RE: Hauptstraße von Cheddar
Interessant. Ich legte den Kopf leicht schief und schloss mich ihr auf ihrem Weg an, während sie erzählte, dass sie eine Ausbildung zur Priesterin angefangen hatte, aber nicht genügend Talent dafür wohl besaß. “Ich bin kein Barde. Ich bin etwas ganz anderes. Aber auch ich habe von Druiden gelernt“ erzählte ich ihr. Ihre Schwester war Priesterin, sie selber hatte bei ihnen gelernt, sie war genauso dran wie ich, wenn irgend etwas davon herauskäme. Und sie wusste, was all das bedeutete und warum sie schweigen musste.
“Und deine Schwester war die Priesterin an Beltane, die den gehörnten Gott empfangen hat. Mein Bruder und ich hatten die Ehre, von ihm ergriffen zu werden“ erzählte ich ihr frei heraus. Es gab keinen Grund für Scham bei diesem Thema. Beides war eine hohe Ehre und eine Notwendigkeit, um das Jahr zu segnen. Gut, meine Motive waren selten so hehr und altruistisch, aber die Götter wirkten auf ihre Weise und nicht immer drückten sie sich dabei fein aus. Nein, meistens appellierten sie einfach an die niedrigsten Instinkte der Menschen und ließen ihre Werkzeuge ihr Unheil anrichten.

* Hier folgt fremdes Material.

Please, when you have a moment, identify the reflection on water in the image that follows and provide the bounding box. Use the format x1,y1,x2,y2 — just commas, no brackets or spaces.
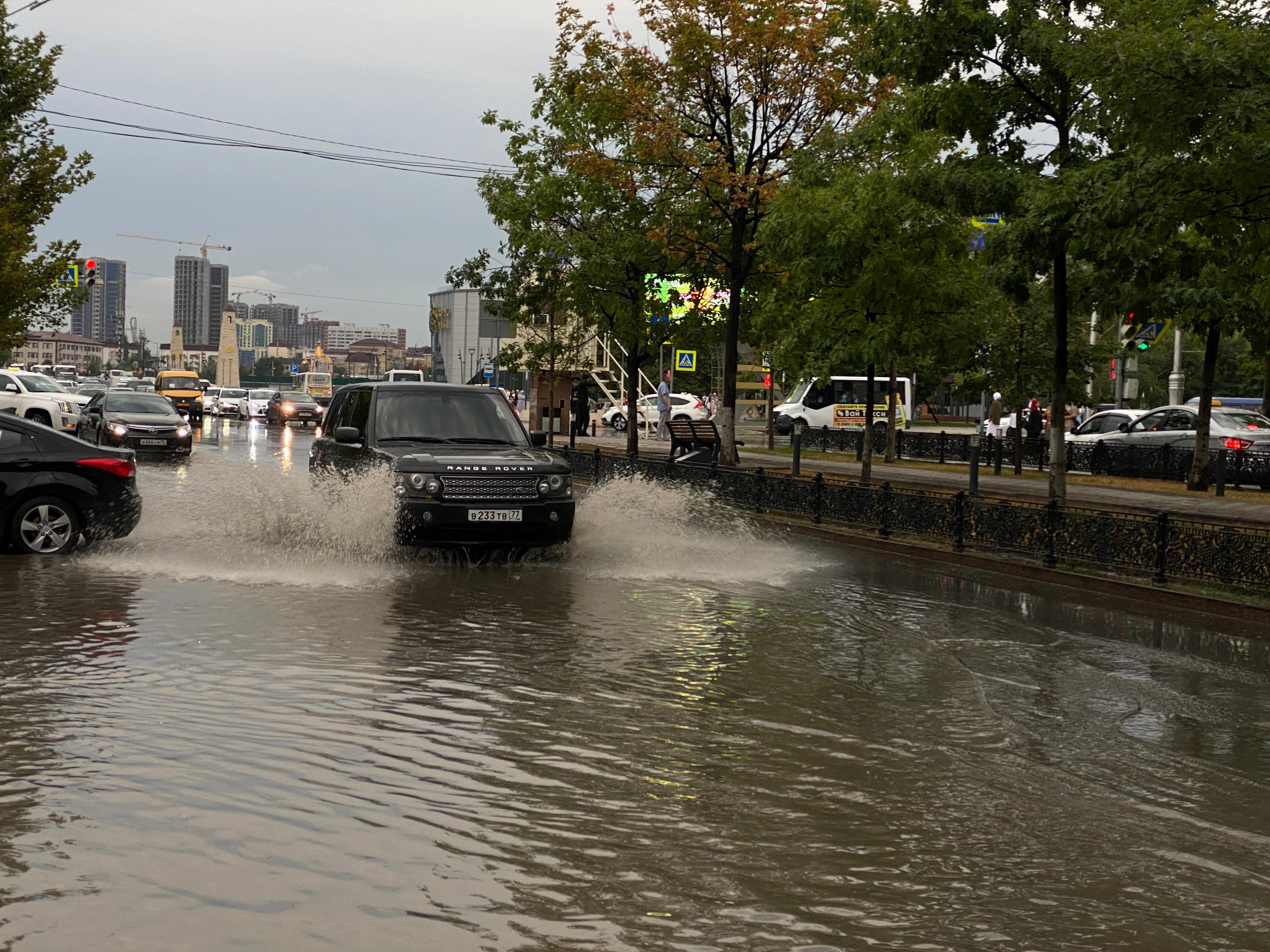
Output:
0,422,1270,952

“Und ich glaube, du hast recht, dass wir von den Göttern gesegnet sind, denn ich bin mir sicher, dass sie mich heute Nacht zu dir geführt haben.“ Jetzt trat ich ihr in den Weg und strich ihr ganz zart eine Haarsträhne hinter das Ohr, wobei ich sie kaum berührte. “Der Mann, der dich entführt und verkauft hat, wurde heute Nacht bestraft durch den dreifachen Tod. Ich glaube, die Götter wollen, dass ich dir das mitteile, damit du deinen Frieden damit finden kannst. Und sie haben mir gesagt, dass ich heute Nacht einen Drachen zeugen werde, einen Ban-Draig, einen obersten Kriegsherrn. Ich glaube, sie haben mich deshalb zu dir geschickt, um dir all das zu sagen. Denn ich glaube, du bist die Frau, die ich suche.“ Ich beobachtete sie genau, was sie zu all dem sagte, wollte ihre Gedanken in ihrem Gesicht sehen. Nicht oft sagte man wohl einem Mädchen, dass die Götter sie ausersehen hatten, ein so bedeutungsvolles Kind zu empfangen, von dem Krieger, der sie gerächt hatte, und der Nachricht von der verlorenen Schwester brachte. Aber würde sie es verstehen? Würde sie es sehen? Hatten die Druiden von Tor Uisneach ihr das Verständnis für die verschlungenen Pfade der Anderswelt mitgeben können? Oder glaubte sie nur, ich wollte sie einfach nur flachlegen, weil sie nichts sah, nichts fühlte und für die goldenen Fäden des Schicksals blind war?